The Question: What is the best way to celebrate service anniversaries?

The Answer: Let’s begin with what not to do. The decades-old practice of holding formal service celebrations with speeches, certificates, plaques and gifts at five-year intervals has hung around long past its “best-before” date.

These celebrations require a great deal of preparation and are expensive (one study found that organizations were spending more than 50 per cent of their recognition budgets on annual service events). Even worse, they celebrate the wrong thing: survival rather than how staff members have made a difference.

Whether they did a good job or did just enough to avoid being fired over the last five years, everyone will be invited to the same service celebration and will receive the same awards after five years. And it will happen again five years later and in five years after that.

Five years is a long time to wait to be recognized—longer than the tenure most people have with one organization.

This doesn’t mean that service milestones should not be observed. They certainly should be, but more frequently and with less formality. Service anniversaries come around every year and like birthdays and wedding anniversaries they should be celebrated, as close as possible to the actual date on which the individual joined the organization.

These celebrations should be less focused on the time served and more on how the individual has contributed, particularly in the year since the last service milestone.

Retaining new staff

For new staff, who are at high risk of leaving during the first months, more service milestones should be celebrated. What did they achieve in their first month? During the first three, or by the half-year mark?

A key to retaining new staff is to reassure them that their decision to join the organization was the right one and to let them know that they are appreciated for what they have accomplished in the short time they have been on the team. Highlighting these short-term milestones should be part of your new staff retention strategy.

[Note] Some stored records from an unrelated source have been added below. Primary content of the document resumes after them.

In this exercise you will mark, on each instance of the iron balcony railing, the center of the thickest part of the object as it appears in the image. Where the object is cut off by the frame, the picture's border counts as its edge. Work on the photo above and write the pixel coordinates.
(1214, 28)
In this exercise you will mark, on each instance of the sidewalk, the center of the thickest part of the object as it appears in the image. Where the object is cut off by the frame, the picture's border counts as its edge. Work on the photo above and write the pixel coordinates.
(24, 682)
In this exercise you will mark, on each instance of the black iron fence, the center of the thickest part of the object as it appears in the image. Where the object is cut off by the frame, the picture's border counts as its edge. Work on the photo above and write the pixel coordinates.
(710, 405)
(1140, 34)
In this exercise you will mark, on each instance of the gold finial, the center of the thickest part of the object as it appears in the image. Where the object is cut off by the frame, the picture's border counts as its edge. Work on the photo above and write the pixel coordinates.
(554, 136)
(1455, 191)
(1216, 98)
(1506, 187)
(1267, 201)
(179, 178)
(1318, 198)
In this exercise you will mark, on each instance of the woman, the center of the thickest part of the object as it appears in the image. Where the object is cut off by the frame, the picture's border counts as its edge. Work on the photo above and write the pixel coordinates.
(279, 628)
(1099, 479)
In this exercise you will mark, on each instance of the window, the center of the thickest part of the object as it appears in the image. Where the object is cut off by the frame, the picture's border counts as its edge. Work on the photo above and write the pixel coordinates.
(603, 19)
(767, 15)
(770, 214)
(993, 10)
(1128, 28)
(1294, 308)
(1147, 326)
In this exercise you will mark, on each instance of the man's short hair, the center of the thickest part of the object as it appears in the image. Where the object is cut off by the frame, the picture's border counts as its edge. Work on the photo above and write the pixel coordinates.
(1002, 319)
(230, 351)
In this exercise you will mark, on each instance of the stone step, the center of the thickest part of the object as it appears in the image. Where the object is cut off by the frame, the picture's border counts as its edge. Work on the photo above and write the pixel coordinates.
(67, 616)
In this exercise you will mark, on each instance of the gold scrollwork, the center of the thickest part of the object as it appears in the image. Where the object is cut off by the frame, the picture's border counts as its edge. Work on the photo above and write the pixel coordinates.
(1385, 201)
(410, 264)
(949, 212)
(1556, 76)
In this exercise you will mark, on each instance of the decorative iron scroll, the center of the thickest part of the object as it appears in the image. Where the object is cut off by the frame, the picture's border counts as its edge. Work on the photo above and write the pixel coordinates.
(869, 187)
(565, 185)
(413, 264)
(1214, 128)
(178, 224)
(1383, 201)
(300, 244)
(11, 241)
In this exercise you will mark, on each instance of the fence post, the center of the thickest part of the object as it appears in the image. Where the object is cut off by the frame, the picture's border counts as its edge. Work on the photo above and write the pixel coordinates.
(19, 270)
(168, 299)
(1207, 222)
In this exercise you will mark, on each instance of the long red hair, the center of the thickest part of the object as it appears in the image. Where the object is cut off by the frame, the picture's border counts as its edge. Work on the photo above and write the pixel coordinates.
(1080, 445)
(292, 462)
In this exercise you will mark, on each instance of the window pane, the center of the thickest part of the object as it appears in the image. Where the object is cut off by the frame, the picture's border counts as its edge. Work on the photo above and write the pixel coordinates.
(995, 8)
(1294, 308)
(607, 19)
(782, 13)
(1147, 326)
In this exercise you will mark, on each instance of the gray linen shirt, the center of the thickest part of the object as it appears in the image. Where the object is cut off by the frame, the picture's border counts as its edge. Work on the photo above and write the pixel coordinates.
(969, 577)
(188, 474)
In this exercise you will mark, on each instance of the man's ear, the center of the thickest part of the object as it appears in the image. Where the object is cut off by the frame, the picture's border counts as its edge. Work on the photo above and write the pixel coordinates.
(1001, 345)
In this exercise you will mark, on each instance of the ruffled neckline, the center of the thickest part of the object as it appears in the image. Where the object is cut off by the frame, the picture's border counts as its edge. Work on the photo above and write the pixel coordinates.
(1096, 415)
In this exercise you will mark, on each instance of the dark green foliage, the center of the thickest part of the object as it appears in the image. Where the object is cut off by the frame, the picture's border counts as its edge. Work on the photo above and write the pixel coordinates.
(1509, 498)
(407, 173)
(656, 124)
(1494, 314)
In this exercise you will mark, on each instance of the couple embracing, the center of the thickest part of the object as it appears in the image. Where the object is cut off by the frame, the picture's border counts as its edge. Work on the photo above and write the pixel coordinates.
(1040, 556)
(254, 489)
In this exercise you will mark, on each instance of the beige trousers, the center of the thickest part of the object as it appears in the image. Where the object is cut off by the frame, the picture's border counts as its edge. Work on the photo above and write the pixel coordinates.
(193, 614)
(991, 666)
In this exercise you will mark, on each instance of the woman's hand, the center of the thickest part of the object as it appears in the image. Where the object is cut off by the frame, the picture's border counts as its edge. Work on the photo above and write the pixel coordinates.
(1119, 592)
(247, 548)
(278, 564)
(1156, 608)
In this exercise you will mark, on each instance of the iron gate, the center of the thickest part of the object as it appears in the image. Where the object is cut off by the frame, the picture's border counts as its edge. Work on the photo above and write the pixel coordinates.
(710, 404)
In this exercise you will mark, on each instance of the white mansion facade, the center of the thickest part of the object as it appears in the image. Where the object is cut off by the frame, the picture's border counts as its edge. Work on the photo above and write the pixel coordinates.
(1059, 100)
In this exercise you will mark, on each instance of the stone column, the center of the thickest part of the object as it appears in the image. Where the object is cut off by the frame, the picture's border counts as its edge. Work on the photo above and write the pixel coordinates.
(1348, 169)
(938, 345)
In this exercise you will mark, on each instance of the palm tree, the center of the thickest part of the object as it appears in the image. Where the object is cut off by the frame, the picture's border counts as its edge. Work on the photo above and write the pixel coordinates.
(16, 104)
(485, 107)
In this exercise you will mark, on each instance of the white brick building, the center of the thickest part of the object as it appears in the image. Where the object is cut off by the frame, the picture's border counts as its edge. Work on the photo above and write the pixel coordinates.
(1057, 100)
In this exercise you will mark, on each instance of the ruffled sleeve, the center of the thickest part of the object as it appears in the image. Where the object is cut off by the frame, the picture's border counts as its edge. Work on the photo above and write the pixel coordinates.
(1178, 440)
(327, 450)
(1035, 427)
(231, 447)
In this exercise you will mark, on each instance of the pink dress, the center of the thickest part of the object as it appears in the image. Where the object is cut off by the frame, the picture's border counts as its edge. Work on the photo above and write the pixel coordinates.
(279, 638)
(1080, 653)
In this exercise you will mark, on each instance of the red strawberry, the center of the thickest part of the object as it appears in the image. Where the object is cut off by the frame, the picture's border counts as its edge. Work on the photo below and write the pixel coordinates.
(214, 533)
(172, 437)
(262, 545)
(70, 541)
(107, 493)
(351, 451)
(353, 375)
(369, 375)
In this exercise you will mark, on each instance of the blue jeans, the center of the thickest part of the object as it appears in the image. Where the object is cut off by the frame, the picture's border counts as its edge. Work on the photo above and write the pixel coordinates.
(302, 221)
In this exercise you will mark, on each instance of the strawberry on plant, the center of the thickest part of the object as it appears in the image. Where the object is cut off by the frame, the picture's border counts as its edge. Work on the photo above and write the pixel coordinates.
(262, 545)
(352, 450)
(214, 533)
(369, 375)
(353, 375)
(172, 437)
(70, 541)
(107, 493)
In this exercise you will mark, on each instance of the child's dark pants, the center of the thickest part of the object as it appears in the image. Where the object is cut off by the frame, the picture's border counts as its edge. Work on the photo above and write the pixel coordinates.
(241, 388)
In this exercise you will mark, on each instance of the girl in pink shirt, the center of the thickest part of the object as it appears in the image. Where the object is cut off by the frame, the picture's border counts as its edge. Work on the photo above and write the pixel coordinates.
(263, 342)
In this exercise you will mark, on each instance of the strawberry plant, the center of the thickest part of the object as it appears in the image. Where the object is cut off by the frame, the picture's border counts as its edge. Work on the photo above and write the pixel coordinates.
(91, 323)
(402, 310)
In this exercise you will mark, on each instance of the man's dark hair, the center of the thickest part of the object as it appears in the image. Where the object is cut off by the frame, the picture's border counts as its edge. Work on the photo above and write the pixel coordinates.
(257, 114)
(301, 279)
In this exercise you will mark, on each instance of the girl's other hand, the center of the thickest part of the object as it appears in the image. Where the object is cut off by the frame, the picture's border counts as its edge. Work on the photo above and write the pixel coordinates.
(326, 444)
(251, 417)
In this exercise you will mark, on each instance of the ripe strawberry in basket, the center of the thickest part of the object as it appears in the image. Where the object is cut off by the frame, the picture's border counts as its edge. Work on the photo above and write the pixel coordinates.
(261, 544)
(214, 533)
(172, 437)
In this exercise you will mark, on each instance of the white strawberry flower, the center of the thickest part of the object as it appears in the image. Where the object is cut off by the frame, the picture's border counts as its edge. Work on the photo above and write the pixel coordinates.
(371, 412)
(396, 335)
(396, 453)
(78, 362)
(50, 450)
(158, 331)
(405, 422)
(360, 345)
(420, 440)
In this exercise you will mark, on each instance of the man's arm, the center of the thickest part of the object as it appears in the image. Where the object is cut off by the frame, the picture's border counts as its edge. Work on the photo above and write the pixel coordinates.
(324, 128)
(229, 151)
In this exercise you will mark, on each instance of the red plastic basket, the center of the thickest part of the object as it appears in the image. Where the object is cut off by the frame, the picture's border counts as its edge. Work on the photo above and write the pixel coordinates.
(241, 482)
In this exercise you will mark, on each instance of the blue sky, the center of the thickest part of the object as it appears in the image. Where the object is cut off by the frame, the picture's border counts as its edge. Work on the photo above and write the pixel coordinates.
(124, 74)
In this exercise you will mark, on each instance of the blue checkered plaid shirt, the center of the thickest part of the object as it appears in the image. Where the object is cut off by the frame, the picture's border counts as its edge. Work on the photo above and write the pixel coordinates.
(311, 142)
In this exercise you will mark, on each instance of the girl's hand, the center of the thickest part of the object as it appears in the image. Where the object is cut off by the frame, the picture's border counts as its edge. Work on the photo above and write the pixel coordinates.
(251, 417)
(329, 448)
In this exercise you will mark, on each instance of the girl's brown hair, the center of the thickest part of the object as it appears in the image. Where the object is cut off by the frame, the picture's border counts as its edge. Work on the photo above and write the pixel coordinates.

People stay where they feel valued and appreciated.

Related Article: Top 7 Ways to Build Commitment on a New Employee’s First Day

You may be part of an organization that clings to how service anniversaries have always been celebrated. Accept that and do more for staff in your workplace. Employ a low-key, more frequent approach to marking service milestones for those with whom you work most closely.

Create another opportunity to celebrate a year’s worth of contributions and achievement by doing more than just noting people are a year older on their birthdays. Highlight what they have accomplished since you celebrated their last birthday. 

With a focus on how staff have contributed over the past year, you will be recognizing staff members in ways that are Relevant, Explicit and Timely. This creates Genuine recognition that staff members will value and find meaningful. 

Suggestion for action: On a calendar, note staff members’ service anniversaries and birthdays and commit to highlighting their contributions and achievements of the last 12 months on those dates.